AUD/USD outlook: Aussie struggles as momentum fades
The AUD/USD has spent the past few sessions consolidating its recent gains, suggesting that it is gearing up for another breakout soon. However, in contrast to the likes of the EUR/USD, CHF/USD and GBP/USD, the Aussie has not been able to break out of its recent range high at 0.6900, hit in June, let alone a new 2023 high above the February high of 0.7158. This is clearly a sign of relative underperformance. But it also makes the Aussie a value trade on the long side, since it may have some catching up to do especially with risk appetite being positive across most major markets – most notably the US where the Nasdaq is now up some +40% on the year.
The AUD/USD was testing support around 0.6800 at the time of writing. A close below this level could pave the way for a drop back to the base of the breakout around 0.6700 area where we also have the 200-day average coming into play. However, the bulls will be eying a “buy” signal here, in light of recent bullish price action to brighten the technical AUD/USD outlook. If support holds, then the bulls will initially target the pool of liquidity resting above the June high at 0.6900.
Meanwhile, tRBA minutes have served as a timely reminder that the RBA could still hike at their next meeting, depending on which way the incoming data swings and its impact on staff forecasts. Of particular interest will be Thursday’s employment report and the monthly and quarterly inflation reports next week where hot prints keep the pressure on for another hike.”
NZD/USD outlook: Bulls failing to show up after last week’s breakout
The NZD/USD has also struggled like the Aussie, failing to get past that sticky resistance range around 0.6380 to 0.6415 last week. The bullish trend is losing momentum again, which is not a great sign for those who went long last week. So, the bulls will need to show up and soon, if they want to maintain control in this market. A bullish hammer or engulfing candle around the key 0.6300 support area is what they will be looking for now, otherwise I wouldn’t rule out a move back down to the base of the breakout and key support area circa 0.6220 next. At the time of writing, the kiwi was below this level, but the day is not over yet.

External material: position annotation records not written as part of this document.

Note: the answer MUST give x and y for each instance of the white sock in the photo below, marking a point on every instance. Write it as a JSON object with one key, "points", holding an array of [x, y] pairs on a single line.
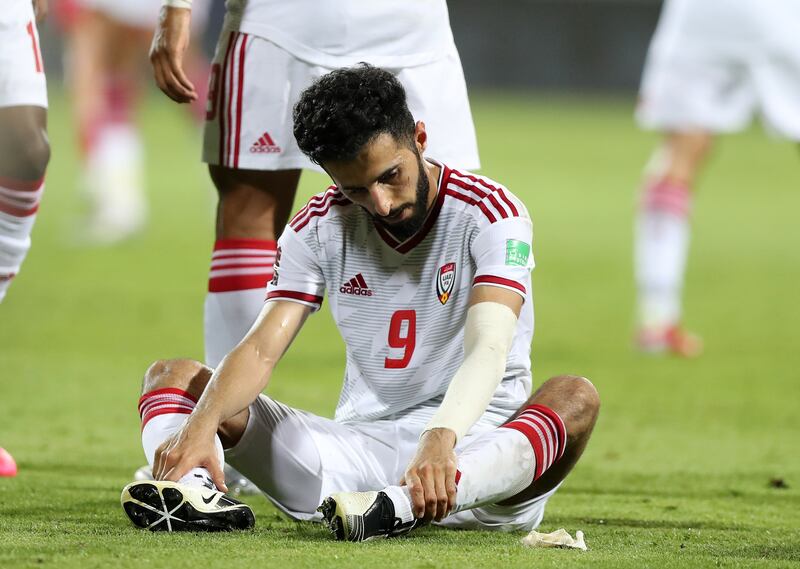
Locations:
{"points": [[661, 247], [19, 202], [240, 271], [163, 412]]}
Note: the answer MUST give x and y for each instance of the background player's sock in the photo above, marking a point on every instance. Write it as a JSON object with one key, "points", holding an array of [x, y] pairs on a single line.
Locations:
{"points": [[19, 202], [240, 271], [505, 461], [163, 411], [661, 246], [114, 181]]}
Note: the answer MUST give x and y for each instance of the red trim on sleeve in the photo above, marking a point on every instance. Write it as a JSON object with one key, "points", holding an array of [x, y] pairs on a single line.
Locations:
{"points": [[239, 282], [167, 391], [21, 185], [264, 244], [294, 295], [493, 280]]}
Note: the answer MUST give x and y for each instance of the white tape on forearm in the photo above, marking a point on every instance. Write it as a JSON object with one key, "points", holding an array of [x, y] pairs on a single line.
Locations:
{"points": [[488, 333], [179, 4]]}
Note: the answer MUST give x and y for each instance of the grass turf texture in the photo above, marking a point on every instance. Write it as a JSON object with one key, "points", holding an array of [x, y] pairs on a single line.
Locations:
{"points": [[678, 471]]}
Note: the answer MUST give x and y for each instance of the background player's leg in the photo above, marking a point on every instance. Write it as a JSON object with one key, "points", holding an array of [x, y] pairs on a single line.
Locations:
{"points": [[106, 64], [662, 242], [24, 154], [532, 453], [254, 207], [170, 391]]}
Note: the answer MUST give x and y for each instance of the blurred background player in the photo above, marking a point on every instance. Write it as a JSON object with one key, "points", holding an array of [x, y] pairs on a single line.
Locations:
{"points": [[24, 148], [106, 66], [711, 66], [268, 51]]}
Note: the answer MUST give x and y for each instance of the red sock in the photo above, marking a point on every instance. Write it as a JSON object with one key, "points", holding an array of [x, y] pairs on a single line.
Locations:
{"points": [[546, 432]]}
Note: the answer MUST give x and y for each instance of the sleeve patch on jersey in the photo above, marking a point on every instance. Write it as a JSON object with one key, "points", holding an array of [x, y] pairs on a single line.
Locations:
{"points": [[517, 253]]}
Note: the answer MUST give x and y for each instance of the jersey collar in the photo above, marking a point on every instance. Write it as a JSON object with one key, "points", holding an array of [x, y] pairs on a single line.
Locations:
{"points": [[433, 214]]}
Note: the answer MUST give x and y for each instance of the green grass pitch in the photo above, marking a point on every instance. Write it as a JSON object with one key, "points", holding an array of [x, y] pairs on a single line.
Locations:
{"points": [[677, 474]]}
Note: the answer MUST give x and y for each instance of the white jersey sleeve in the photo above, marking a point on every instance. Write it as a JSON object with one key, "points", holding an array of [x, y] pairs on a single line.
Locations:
{"points": [[297, 275], [503, 255]]}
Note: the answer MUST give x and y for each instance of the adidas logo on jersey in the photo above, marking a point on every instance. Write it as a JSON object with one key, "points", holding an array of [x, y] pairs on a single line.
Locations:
{"points": [[264, 145], [356, 286]]}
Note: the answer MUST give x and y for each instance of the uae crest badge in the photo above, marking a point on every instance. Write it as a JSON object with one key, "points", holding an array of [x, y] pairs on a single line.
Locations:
{"points": [[445, 280]]}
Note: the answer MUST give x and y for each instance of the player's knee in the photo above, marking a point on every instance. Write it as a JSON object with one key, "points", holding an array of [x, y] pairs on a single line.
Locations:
{"points": [[576, 400], [37, 154], [188, 375], [31, 155]]}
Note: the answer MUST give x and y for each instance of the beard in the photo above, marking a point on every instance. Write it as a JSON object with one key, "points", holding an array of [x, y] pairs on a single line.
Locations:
{"points": [[405, 229]]}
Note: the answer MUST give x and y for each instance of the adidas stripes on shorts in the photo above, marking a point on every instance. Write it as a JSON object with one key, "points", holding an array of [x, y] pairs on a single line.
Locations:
{"points": [[254, 85], [298, 459]]}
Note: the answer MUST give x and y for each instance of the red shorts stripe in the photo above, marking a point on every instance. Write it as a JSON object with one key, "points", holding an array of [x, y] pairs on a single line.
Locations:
{"points": [[222, 97], [239, 102]]}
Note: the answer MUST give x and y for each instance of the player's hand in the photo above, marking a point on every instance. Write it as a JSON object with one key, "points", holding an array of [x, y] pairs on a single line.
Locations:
{"points": [[431, 476], [190, 447], [40, 9], [170, 41]]}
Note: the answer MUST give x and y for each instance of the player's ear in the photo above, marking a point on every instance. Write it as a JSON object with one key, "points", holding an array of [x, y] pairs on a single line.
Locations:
{"points": [[420, 136]]}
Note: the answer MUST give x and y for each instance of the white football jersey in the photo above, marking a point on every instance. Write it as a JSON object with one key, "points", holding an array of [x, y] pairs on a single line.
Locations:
{"points": [[401, 307], [341, 33]]}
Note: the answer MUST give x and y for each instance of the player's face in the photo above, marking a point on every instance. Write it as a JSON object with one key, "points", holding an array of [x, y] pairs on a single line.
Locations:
{"points": [[390, 181]]}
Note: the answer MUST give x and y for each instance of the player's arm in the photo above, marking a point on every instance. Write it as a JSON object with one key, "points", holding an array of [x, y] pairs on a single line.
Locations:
{"points": [[171, 38], [236, 383], [488, 332]]}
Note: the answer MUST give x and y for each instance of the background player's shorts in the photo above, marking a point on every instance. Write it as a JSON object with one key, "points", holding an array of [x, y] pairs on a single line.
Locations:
{"points": [[713, 68], [254, 84], [22, 81], [298, 459]]}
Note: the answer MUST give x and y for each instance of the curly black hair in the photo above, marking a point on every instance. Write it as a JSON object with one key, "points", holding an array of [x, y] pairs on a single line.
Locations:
{"points": [[346, 108]]}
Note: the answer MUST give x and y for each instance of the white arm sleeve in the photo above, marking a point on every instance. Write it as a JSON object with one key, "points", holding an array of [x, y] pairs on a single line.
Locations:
{"points": [[488, 333]]}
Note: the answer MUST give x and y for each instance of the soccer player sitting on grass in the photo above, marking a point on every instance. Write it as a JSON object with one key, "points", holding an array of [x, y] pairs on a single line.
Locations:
{"points": [[427, 270]]}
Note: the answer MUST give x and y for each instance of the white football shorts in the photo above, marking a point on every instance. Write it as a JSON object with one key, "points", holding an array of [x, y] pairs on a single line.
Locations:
{"points": [[298, 459], [715, 68], [22, 80], [143, 14], [254, 85]]}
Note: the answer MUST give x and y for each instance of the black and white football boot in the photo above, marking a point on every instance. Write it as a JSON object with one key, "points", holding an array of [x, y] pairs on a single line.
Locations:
{"points": [[159, 505], [238, 484], [361, 516]]}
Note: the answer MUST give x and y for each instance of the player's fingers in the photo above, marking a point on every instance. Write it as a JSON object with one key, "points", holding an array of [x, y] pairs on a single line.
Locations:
{"points": [[441, 495], [429, 487], [186, 86], [217, 474], [158, 73], [451, 488], [165, 80], [176, 91]]}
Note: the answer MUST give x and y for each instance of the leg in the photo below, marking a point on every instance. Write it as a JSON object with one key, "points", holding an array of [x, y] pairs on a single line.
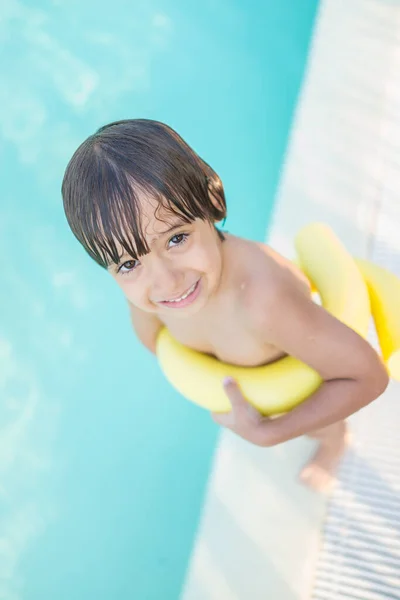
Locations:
{"points": [[319, 473]]}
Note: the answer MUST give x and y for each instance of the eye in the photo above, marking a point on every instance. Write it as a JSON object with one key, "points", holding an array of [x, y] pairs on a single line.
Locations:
{"points": [[128, 266], [178, 239]]}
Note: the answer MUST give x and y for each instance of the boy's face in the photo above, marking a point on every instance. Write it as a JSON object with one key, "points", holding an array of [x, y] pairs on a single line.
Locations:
{"points": [[182, 270]]}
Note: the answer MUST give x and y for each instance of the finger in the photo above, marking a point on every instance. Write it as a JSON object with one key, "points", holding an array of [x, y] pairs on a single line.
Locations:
{"points": [[224, 419]]}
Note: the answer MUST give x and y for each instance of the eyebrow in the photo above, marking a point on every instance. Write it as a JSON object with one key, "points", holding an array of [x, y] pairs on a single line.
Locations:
{"points": [[170, 229]]}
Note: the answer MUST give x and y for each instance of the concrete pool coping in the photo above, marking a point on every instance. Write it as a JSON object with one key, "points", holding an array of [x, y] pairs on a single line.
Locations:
{"points": [[261, 531]]}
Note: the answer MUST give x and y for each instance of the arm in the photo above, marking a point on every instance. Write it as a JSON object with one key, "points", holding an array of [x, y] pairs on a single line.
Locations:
{"points": [[353, 374], [147, 327]]}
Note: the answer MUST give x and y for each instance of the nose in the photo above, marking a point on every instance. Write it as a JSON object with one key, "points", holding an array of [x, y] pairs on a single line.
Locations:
{"points": [[166, 280]]}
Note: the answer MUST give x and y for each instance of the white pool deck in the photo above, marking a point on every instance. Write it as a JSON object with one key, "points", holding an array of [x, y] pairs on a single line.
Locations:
{"points": [[262, 534]]}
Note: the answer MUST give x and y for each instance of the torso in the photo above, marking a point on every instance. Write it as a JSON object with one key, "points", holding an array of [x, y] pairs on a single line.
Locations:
{"points": [[222, 330]]}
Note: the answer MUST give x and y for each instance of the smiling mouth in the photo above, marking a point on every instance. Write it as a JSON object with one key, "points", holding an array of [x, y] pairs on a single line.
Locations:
{"points": [[187, 296]]}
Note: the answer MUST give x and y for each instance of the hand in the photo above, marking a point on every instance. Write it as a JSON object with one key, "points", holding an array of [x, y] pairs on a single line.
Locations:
{"points": [[244, 419]]}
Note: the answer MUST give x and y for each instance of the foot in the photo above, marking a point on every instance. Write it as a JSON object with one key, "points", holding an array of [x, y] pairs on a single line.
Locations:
{"points": [[319, 473]]}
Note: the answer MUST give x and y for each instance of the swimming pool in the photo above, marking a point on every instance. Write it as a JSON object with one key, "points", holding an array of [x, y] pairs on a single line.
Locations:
{"points": [[103, 466]]}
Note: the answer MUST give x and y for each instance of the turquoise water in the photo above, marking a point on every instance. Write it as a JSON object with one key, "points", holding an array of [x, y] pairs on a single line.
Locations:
{"points": [[103, 467]]}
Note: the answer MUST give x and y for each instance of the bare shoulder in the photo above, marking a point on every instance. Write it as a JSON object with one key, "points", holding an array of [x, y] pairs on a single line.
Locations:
{"points": [[268, 278]]}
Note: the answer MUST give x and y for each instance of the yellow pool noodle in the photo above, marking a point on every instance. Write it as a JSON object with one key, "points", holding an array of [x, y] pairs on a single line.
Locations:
{"points": [[280, 386], [384, 291]]}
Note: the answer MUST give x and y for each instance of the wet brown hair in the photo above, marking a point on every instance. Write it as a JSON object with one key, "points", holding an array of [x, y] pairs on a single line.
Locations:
{"points": [[122, 161]]}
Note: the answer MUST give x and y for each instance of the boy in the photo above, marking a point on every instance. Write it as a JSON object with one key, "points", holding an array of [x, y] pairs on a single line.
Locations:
{"points": [[144, 205]]}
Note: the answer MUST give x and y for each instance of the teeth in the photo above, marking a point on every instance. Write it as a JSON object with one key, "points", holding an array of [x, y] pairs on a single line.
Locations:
{"points": [[184, 295]]}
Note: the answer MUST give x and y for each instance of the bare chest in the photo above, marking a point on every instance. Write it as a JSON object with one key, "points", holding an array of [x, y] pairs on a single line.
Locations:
{"points": [[224, 336]]}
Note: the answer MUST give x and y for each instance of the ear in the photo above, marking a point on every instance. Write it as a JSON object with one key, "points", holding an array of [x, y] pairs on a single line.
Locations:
{"points": [[214, 193]]}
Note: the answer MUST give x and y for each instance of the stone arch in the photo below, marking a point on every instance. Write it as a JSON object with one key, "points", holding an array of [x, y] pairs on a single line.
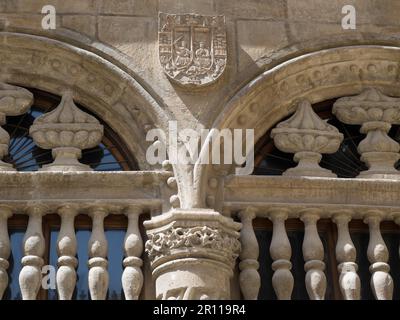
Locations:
{"points": [[315, 76], [99, 85]]}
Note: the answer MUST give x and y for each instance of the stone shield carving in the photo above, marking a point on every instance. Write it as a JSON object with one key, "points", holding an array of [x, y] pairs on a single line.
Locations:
{"points": [[192, 48]]}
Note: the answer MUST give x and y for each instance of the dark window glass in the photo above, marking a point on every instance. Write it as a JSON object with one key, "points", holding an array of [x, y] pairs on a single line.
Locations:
{"points": [[296, 240], [345, 163]]}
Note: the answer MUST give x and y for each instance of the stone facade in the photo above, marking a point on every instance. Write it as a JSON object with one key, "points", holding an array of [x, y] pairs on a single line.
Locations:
{"points": [[219, 64]]}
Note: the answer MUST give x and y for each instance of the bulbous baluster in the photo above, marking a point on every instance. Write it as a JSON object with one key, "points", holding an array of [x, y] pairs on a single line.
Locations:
{"points": [[98, 248], [349, 281], [132, 277], [281, 251], [66, 249], [378, 256], [249, 278], [5, 213], [30, 276], [313, 253]]}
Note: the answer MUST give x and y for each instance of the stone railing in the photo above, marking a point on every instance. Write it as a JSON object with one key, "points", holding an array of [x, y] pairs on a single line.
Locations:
{"points": [[309, 192], [96, 194]]}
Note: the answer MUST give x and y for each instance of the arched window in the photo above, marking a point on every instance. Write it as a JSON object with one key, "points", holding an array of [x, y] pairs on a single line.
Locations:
{"points": [[345, 163], [25, 155]]}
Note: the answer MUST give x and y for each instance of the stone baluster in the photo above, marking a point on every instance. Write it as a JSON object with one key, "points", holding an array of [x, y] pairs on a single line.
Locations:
{"points": [[378, 256], [5, 213], [98, 248], [349, 280], [30, 276], [313, 253], [249, 278], [132, 277], [281, 252], [307, 136], [66, 249]]}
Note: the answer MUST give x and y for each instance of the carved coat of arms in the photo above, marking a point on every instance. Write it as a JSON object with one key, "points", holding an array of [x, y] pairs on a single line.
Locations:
{"points": [[192, 47]]}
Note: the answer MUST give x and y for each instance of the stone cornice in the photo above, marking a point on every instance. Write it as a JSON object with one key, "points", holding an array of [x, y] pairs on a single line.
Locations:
{"points": [[265, 193]]}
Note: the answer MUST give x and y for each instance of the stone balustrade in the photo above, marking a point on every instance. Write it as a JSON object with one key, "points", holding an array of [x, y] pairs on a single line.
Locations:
{"points": [[34, 246], [315, 280]]}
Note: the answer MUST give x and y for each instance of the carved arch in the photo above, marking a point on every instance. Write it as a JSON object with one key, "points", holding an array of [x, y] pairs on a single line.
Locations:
{"points": [[316, 76]]}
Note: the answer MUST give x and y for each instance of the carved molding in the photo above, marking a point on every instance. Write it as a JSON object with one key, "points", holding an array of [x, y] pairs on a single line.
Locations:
{"points": [[66, 130], [316, 76], [307, 136], [194, 238], [186, 247]]}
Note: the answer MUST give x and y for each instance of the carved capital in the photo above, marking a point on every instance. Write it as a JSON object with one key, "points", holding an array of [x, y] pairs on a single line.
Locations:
{"points": [[197, 248], [376, 113]]}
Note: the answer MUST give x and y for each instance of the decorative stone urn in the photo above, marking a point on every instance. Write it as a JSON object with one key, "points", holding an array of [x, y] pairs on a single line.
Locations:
{"points": [[307, 136], [66, 130], [376, 113], [192, 254], [14, 101]]}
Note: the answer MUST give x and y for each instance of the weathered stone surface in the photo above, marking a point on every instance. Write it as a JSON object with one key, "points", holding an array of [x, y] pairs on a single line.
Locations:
{"points": [[257, 38], [128, 7], [70, 6], [83, 24]]}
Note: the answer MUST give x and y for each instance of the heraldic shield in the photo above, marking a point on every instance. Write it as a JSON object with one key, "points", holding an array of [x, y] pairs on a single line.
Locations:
{"points": [[192, 47]]}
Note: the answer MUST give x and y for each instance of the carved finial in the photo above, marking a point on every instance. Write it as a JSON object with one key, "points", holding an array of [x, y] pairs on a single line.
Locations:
{"points": [[307, 135]]}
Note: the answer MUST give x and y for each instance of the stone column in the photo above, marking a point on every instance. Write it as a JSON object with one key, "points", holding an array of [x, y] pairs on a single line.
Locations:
{"points": [[192, 254]]}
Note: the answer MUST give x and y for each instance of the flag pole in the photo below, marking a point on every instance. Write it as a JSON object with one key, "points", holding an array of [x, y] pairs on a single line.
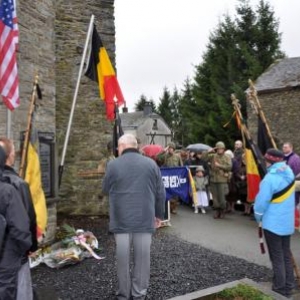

If the kiwi starts to print bullish PA again, then I would be eying a breakout above that 0.6380 to 0.6415 area next. This is not too unrealistic because of the fact the likes of the CAD, EUR, GBP and CHF have all broken to new yearly highs against USD recently. Since the kiwi was not yet showing any bullish price action, the bulls must remain patient. So, at the time of writing, the NZD/USD outlook remained as clear as mud, but all hope is not lost as we look forward to a busier macro calendar in the second half of the week.
WTI outlook: Crude oil testing base of breakout
WTI crude oil failed to break above its 200-day average around $77.20 last week after a decent rally in recent weeks. But with oil prices making a couple of higher highs and higher lows since bottoming out in May, the bulls are still in overall control of price action. So, I wouldn’t be surprised if oil prices staged a recovery from around the current levels.
At the time of writing, WTI was testing key support around 74.00, the base of last week’s breakout. What the bulls will be looking for here is a bounce and hold. It might not be a bad thing if prices now consolidate below the 200-day average for a few days, in order to regain some energy and then break higher.
However, if support at around $74.00 breaks, then this would invalidate the bullish structure in the short-term outlook. In that case, a move back towards $70.00 would become likely again, as disappointed bulls exit their trades. For now, though, the WTI outlook remained mildly bullish.